Neuralink's first product is now called 'Telepathy' which, according to another Musk tweet, “Enables control of your phone or computer, and through them almost any device, just by thinking.”
As expected, these brain implants are not, at least for now, intended for everyone. Back in 2020, Musk explained that the intention is “to solve important spine and brain problems with a seamlessly implanted device.” Musk noted this week that “Initial users will be those who have lost the use of their limbs. Imagine if Stephen Hawking could communicate faster than a speed typist or auctioneer.
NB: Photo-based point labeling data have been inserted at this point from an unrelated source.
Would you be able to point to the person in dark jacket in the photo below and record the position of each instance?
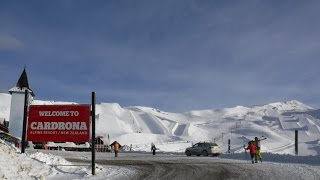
(252, 148)
(116, 147)
(153, 149)
(258, 145)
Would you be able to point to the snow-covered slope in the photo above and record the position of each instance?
(141, 126)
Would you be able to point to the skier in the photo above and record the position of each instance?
(116, 148)
(252, 148)
(258, 145)
(153, 149)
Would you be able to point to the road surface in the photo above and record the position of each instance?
(163, 166)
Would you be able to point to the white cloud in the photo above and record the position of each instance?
(8, 42)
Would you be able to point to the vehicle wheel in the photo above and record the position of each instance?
(188, 153)
(204, 153)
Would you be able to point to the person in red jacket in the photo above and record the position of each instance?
(252, 148)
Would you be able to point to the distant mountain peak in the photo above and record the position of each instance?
(290, 106)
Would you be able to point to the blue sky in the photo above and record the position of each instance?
(172, 55)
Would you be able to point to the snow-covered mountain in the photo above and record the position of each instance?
(141, 126)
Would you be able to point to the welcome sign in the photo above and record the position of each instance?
(59, 123)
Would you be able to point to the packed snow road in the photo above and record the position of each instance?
(163, 166)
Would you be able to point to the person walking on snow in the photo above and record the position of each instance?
(116, 148)
(258, 145)
(153, 149)
(252, 148)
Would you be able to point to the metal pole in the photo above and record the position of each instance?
(296, 142)
(93, 122)
(25, 115)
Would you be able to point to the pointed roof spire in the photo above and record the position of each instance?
(22, 83)
(23, 80)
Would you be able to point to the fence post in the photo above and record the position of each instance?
(296, 141)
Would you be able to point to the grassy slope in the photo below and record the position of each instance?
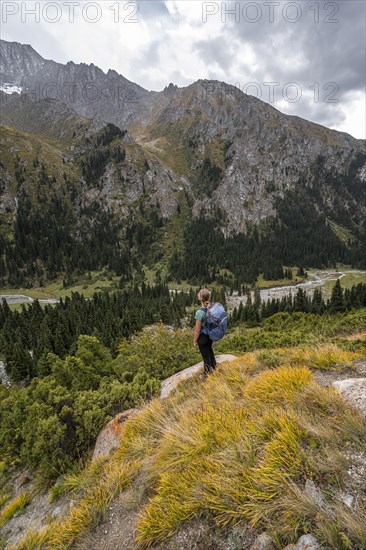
(236, 449)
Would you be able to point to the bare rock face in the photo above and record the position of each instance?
(354, 392)
(111, 434)
(172, 382)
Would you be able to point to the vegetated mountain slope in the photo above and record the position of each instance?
(260, 445)
(76, 194)
(225, 155)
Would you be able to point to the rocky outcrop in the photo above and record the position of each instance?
(353, 391)
(306, 542)
(260, 153)
(263, 542)
(172, 382)
(111, 434)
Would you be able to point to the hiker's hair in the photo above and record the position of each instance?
(204, 295)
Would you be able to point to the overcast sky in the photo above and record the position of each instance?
(305, 58)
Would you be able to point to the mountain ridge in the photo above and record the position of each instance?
(204, 150)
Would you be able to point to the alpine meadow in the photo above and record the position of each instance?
(183, 275)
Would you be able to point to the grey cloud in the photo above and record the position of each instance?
(149, 9)
(331, 52)
(217, 51)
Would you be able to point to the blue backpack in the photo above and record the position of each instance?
(216, 321)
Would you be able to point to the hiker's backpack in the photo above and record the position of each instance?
(216, 321)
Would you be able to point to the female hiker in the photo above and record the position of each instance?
(201, 335)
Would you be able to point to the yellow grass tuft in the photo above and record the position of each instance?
(238, 448)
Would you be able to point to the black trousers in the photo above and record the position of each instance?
(205, 347)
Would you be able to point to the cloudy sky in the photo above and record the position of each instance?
(305, 57)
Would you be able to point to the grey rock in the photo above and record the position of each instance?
(348, 500)
(168, 385)
(263, 542)
(353, 391)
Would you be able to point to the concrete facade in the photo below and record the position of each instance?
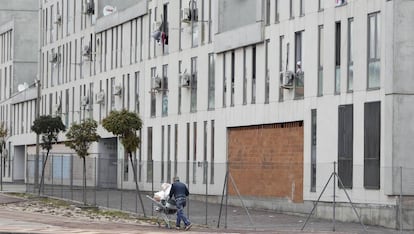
(18, 69)
(356, 66)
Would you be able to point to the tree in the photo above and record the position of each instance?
(3, 135)
(125, 125)
(49, 127)
(80, 137)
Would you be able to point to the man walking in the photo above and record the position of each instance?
(180, 192)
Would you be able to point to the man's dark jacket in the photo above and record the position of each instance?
(179, 190)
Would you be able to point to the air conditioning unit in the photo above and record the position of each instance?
(85, 101)
(288, 79)
(87, 53)
(57, 108)
(185, 80)
(186, 15)
(54, 58)
(189, 15)
(89, 8)
(156, 83)
(100, 97)
(156, 25)
(58, 19)
(117, 90)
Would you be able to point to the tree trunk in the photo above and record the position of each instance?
(84, 180)
(137, 191)
(42, 179)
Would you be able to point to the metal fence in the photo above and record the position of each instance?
(248, 195)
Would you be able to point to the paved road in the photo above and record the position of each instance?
(12, 221)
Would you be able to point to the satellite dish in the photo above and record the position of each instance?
(108, 10)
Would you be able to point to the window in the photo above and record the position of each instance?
(244, 78)
(337, 57)
(180, 25)
(194, 26)
(205, 153)
(112, 31)
(136, 92)
(212, 153)
(165, 29)
(162, 152)
(345, 144)
(276, 11)
(194, 152)
(193, 82)
(299, 85)
(340, 2)
(211, 81)
(203, 8)
(153, 97)
(373, 51)
(254, 75)
(281, 76)
(164, 109)
(372, 144)
(179, 88)
(112, 93)
(169, 153)
(149, 33)
(175, 149)
(210, 23)
(350, 73)
(127, 92)
(320, 60)
(150, 163)
(267, 75)
(224, 80)
(267, 16)
(120, 42)
(141, 41)
(313, 150)
(188, 155)
(301, 7)
(232, 77)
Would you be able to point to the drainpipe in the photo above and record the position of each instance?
(36, 175)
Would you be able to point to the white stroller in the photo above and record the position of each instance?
(164, 209)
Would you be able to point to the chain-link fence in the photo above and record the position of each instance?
(248, 195)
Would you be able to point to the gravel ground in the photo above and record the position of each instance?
(69, 209)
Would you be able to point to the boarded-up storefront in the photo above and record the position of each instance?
(267, 160)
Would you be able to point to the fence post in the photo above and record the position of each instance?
(206, 175)
(334, 200)
(400, 206)
(95, 183)
(61, 176)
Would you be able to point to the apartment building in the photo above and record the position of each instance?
(279, 94)
(18, 69)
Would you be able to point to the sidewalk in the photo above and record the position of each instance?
(237, 221)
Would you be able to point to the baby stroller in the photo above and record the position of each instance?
(164, 209)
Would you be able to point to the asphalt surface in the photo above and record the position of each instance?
(12, 221)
That is the goal.”
What is Neuralink Telepathy?
Neural link devices like Telepathy are bio-safe implants comprising small disk-like devices (roughly the thickness of four coins stuck together) with ultra-fine wires trailing out of them that connect to various parts of the brain. The filaments read neural spikes, and a computer interface interprets them to understand the subject's intentions and translate them into action on, say, a phone, or a desktop computer. In this first trial, Musk noted that “Initial results show promising neuron spike detection,” but he didn't elaborate on whether the patient was able to control anything with his mind.
Musk didn't describe the surgical implantation process. Back in 2020, though, Neuralink introduced its Link surgery robot, which it promised would implant the Neuralink devices with minimal pain, blood, and, we're guessing, trauma. Considering that the implant is under the skin and skull, and sits on the brain, we're not sure how that's possible. It's also unclear if Neuralink used Link to install 'Telepathy.'
The new branding is not that far-fetched. While most people think of telepathy as people transmitting thoughts to one another, the definition is “the communication of thoughts or ideas by means other than the known senses.”
A phone in your head
Still, Musk has a habit of using hyperbole when describing Neuralink. During one early demonstration, he only half-jokingly said “It’s sort of like if your phone went in your brain.” He also later added that, “In the future, you will be able to save and replay memories.”
With the first Neuralink Telepathy device successfully installed, however, Musk appears to be somewhat more circumspect. There was no press conference, or parading of the patient before the reporters. All we have are these few tweets, and scant details about a brain implant that Musk hopes will help humans stay ahead of rapidly advancing AIs.
It's worth noting that for all of Musk's bluster and sometimes objectionable rhetoric, he was more right than he knew about where the state of AI would be by 2024. Back in 2016, there was no ChatGPT, Google Bard, or Microsoft CoPilot. We didn't have AI in Windows and Photoshop's Firefly, realistic AI images and videos, or realistic AI deepfakes. Concerns about AIs taking jobs are now real, and the idea of humans falling behind artificial intelligence sounds less like a sci-fi fantasy and more like our future.